Outro elemento que contribui para a expansão da litigiosidade é o volume enorme de incidentes ocorridos no sistema de saúde. A Agência Nacional de Vigilância Sanitária (Anvisa) coleta há alguns anos dados de “incidentes relacionados à saúde”, com informações sobre falhas na assistência à saúde, erros em procedimentos e outros problemas. O resultado é de 342 mil notificações por ano.
Um levantamento feito pelo advogado Victor Vieira, da empresa de pesquisa em jurisprudência e jurimetria Juit, reuniu 4,5 mil decisões sobre “erro médico” do TJSP e encontrou um cenário, ainda assim, mais favorável às instituições médicas. “A conclusão mais importante é de que as instituições de saúde têm uma taxa de provimento de seus recursos maior do que os pacientes. O Judiciário tende a ser mais simpático às instituições de saúde”, afirma Vieira.

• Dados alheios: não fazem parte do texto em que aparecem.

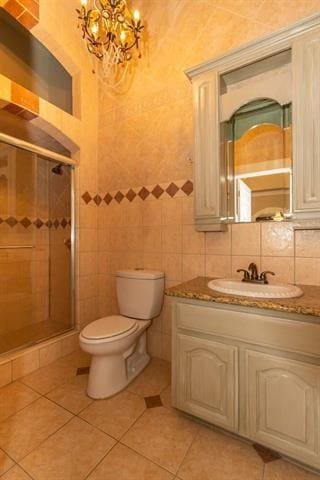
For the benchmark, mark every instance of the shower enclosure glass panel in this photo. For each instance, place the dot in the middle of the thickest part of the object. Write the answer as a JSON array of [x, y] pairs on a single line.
[[36, 271]]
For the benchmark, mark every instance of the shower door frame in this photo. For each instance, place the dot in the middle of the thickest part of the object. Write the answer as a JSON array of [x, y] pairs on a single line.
[[56, 157]]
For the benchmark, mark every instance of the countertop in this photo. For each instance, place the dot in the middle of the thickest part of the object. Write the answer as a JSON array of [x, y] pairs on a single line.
[[307, 304]]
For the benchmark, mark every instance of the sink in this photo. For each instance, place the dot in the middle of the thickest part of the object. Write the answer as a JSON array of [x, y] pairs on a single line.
[[232, 286]]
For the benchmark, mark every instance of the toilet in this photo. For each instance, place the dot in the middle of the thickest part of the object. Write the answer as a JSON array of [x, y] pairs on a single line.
[[117, 343]]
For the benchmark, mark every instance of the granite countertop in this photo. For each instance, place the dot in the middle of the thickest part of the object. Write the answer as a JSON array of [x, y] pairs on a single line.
[[307, 304]]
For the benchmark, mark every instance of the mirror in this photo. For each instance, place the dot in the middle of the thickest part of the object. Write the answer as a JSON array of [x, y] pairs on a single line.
[[257, 150]]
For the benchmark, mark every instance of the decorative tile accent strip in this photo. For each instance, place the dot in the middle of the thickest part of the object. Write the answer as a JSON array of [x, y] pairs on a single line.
[[168, 190], [36, 222], [25, 11]]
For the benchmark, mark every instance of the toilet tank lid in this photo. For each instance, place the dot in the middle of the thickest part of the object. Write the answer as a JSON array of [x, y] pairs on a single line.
[[140, 274]]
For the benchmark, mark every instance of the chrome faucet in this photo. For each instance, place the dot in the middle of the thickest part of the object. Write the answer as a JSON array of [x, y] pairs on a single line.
[[251, 275]]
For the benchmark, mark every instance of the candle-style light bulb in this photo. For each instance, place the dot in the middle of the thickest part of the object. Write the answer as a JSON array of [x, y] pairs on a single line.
[[94, 28], [123, 36], [136, 16]]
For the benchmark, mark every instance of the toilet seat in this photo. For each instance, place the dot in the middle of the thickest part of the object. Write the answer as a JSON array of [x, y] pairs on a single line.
[[108, 327]]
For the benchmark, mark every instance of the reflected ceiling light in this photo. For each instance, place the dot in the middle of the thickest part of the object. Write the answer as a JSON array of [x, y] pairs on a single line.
[[112, 34]]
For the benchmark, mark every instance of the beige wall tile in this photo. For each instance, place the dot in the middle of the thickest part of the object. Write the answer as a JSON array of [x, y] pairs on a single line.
[[172, 211], [152, 261], [283, 267], [152, 213], [50, 353], [307, 243], [219, 243], [218, 266], [307, 271], [277, 239], [246, 239], [172, 239], [192, 241], [172, 266], [151, 239], [69, 344], [243, 262], [187, 211], [193, 266]]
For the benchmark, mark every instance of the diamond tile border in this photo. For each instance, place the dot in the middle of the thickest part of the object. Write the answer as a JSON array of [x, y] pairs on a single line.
[[158, 191], [39, 223]]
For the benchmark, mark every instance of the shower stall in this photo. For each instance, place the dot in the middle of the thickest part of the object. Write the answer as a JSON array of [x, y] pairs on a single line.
[[36, 244]]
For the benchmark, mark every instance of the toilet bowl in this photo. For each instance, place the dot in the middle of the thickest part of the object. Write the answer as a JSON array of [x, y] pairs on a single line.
[[117, 343]]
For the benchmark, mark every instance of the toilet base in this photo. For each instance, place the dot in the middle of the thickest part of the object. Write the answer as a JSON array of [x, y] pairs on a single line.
[[110, 375]]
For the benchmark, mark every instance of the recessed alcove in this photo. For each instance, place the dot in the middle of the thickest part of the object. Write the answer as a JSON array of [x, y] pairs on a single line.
[[25, 61]]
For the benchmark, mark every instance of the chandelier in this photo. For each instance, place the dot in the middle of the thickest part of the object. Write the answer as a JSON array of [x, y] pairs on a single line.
[[111, 34]]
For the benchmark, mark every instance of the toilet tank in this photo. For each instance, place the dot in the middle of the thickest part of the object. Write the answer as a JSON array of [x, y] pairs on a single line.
[[140, 293]]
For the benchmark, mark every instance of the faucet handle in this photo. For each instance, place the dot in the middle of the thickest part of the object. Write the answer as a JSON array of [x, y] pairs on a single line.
[[246, 274], [263, 275]]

As indenizações mais altas chegam a valores entre R$ 250 mil e R$ 300 mil, mas no extremo oposto há valores como R$ 1 mil e R$ 250. O valor intermediário entre a condenação mais alta e a mais baixa fica entre R$ 15 mil e R$ 20 mil. A pesquisa constata que a segunda instância da Justiça paulista tende a reduzir o valor das condenações mais do que aumentar. As informações são do jornal Valor Econômico.